The New French Left
Jean-Marie Le Pen's surprise showing brought forth France's closet radicals. Watch out Europe.
12:00 AM, Apr 22, 2002 • By CHRISTOPHER CALDWELL
PARIS--The Monday morning newspapers were already on the streets at midnight Sunday, and so was the French left. Both were describing National Front leader Jean-Marie Le Pen's runner-up finish in the first round of the presidential elections as "A shock!" and "A political earthquake!" Le Pen, who bested 14 other candidates, now gets to face incumbent president Jacques Chirac head-to-head in the general election on May 5. Most everyone in France had expected a barren reprise of the 1995 elections, with Chirac facing Socialist prime minister Lionel Jospin. Instead, Le Pen got 17.5 percent to Jospin's 16.3, trailing only Chirac's 19.8 percent. So for the first time since 1969 (in the wake of the Paris riots), the left has been excluded from the second round altogether. At his concession speech Jospin announced his retirement from politics. And around midnight on Sunday night, the hard left marched on place de la Bastille and place de la Republique.
Le Pen has changed his political clothing often since he entered French politics decades ago, but his shirt has always been one shade or another of brown. In the 1960s, he urged that France prosecute its war against Algerian independence by any means necessary. In the 1970s he railed against immigrants in the manner of Britain's Enoch Powell and, lacking Powell's eloquence, wound up treated less like a visionary than a clown. In the 1980s he tried to enter the mainstream by developing a Thatcherite economic program. But after the Gulf War (which he opposed), he turned his venom on the United States, "global capitalism," and B'nai B'rith. Today's tirades focus more on the European Union and on "Maastricht capitalism." He infamously called the Holocaust a mere "detail" in the history of World War II, and his rhetoric is often plagiarized from that of the collaborationist orators of Vichy France. While he describes his present politics as "on the left socially, on the right economically," he remains a politician to whom the adjective "fascist" can be applied as not just an epithet but a description.

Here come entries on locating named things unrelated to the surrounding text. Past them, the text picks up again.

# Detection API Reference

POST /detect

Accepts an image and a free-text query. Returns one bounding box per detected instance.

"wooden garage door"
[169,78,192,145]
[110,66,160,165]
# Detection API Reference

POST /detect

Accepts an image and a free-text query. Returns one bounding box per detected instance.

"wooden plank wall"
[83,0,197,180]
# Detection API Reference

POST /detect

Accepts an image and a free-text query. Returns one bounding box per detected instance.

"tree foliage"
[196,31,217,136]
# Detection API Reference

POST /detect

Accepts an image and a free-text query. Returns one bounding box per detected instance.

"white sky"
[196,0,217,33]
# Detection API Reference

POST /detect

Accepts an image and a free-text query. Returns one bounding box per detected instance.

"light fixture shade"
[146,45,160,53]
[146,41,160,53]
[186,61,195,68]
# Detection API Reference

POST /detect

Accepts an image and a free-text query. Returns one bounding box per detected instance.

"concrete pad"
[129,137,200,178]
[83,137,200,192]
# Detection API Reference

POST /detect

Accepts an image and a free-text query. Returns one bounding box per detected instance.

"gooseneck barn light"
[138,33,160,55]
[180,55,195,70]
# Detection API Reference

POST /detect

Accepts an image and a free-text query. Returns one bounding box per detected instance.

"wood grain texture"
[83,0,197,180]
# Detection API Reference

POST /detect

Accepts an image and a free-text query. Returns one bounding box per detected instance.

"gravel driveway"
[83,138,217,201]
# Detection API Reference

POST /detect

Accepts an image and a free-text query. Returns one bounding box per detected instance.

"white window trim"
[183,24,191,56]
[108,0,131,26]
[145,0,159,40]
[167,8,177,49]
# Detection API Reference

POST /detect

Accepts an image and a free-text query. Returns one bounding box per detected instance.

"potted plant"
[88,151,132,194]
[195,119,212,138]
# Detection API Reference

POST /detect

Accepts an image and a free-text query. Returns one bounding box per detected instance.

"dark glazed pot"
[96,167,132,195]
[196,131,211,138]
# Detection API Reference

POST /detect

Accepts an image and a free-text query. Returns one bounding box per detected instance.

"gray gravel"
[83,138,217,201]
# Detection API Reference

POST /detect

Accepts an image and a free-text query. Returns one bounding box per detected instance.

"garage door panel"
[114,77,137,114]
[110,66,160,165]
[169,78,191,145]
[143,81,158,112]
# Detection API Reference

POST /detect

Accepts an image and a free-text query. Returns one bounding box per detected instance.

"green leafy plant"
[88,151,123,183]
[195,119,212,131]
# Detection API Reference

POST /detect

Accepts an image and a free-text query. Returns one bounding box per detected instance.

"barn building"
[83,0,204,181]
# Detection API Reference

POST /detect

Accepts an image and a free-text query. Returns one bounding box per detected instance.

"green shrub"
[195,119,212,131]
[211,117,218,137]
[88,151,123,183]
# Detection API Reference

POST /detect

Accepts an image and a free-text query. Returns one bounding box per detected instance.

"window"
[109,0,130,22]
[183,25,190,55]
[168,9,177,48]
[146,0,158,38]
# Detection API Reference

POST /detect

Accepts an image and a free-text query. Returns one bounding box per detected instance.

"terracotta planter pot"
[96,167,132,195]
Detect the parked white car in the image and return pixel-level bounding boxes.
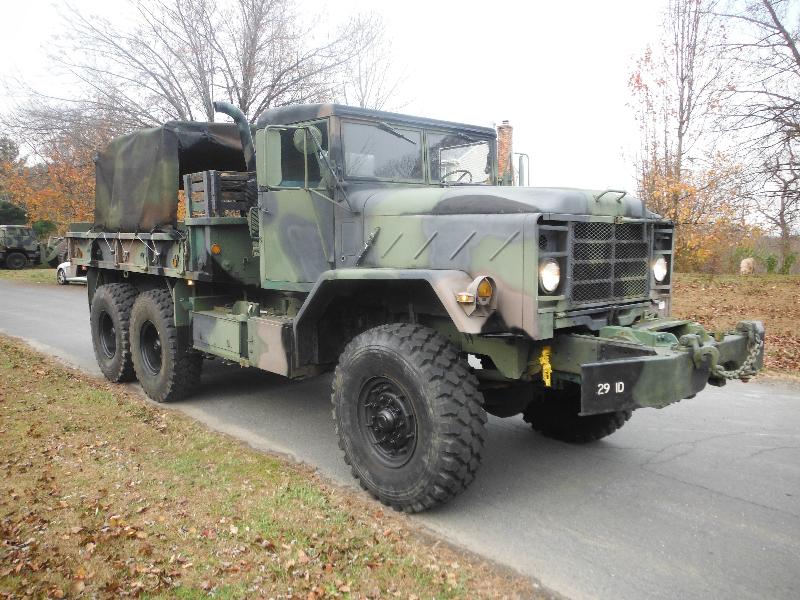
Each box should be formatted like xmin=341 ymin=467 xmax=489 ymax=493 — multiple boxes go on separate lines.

Le Pen advanced for many reasons. The weakness of the Socialist party was chief among them. Jospin and his Socialists have actually done a good job on most of the issues that U.S. voters would care about. Despite an economic downturn that followed the American dot-com recession, three-and-a-half booming years at the beginning of Jospin's term have left the French vastly better off than they were when he came to power in April 1997. Radical-seeming reforms, like a mandated 35-hour work week, actually helped the economy, since they gave French entrepreneurs a pretext to reform the entire structure of their businesses, moving parts of them out from under government regulation. The problem for the socialists is that the French don't always vote on peace and prosperity--It's the dialectical materialism, stupid--and Jospin failed to excite voters this time out. Among the self-identified "working class," who are supposed to be the Socialist base, Le Pen pulled twice as many votes as Jospin. That lifted Le Pen's usual vote total ever so slightly--from 14.4 percent in 1988 and 15 percent in 1995 to 17.5 percent this year--but, with the Socialist vote falling through the floor, it was enough.
The Socialist vote fell through the floor because the party snootily failed to talk about the one concrete issue French people did want to talk about. The country is enduring a dizzying upward spiral in violent and petty crime--which the French political class euphemizes as "insecurity" and "incivility," respectively. Much of this crime gets committed by immigrants and the children of immigrants. Fifty-eight percent of voters named crime as an issue they voted on; "unemployment," named by 39 percent, was the only other issue that even came close. The week before the elections, the Nouvel Observateur, the country's flagship center-left opinion journal, asked in a cover story whether Paris would benefit from the "zero tolerance" policies Rudolph Giuliani used in New York. It's a question worth asking: Paris now has a higher crime rate than New York. Much of the city, outside the regularly spiffed-up tourist areas, looks as New York did in the late 1970s, with graffiti on most subway cars and on every single square inch of wall that is not under perpetual surveillance. You can see where it helped Le Pen and Chirac that they felt able to raise the subject. In the Communist-controlled Lyon suburb of Vaulx-en-Velin, scene of the country's most violent immigrant riots a decade ago, the Communist candidate Robert Hue fell to 6 percent, while Le Pen picked up 26.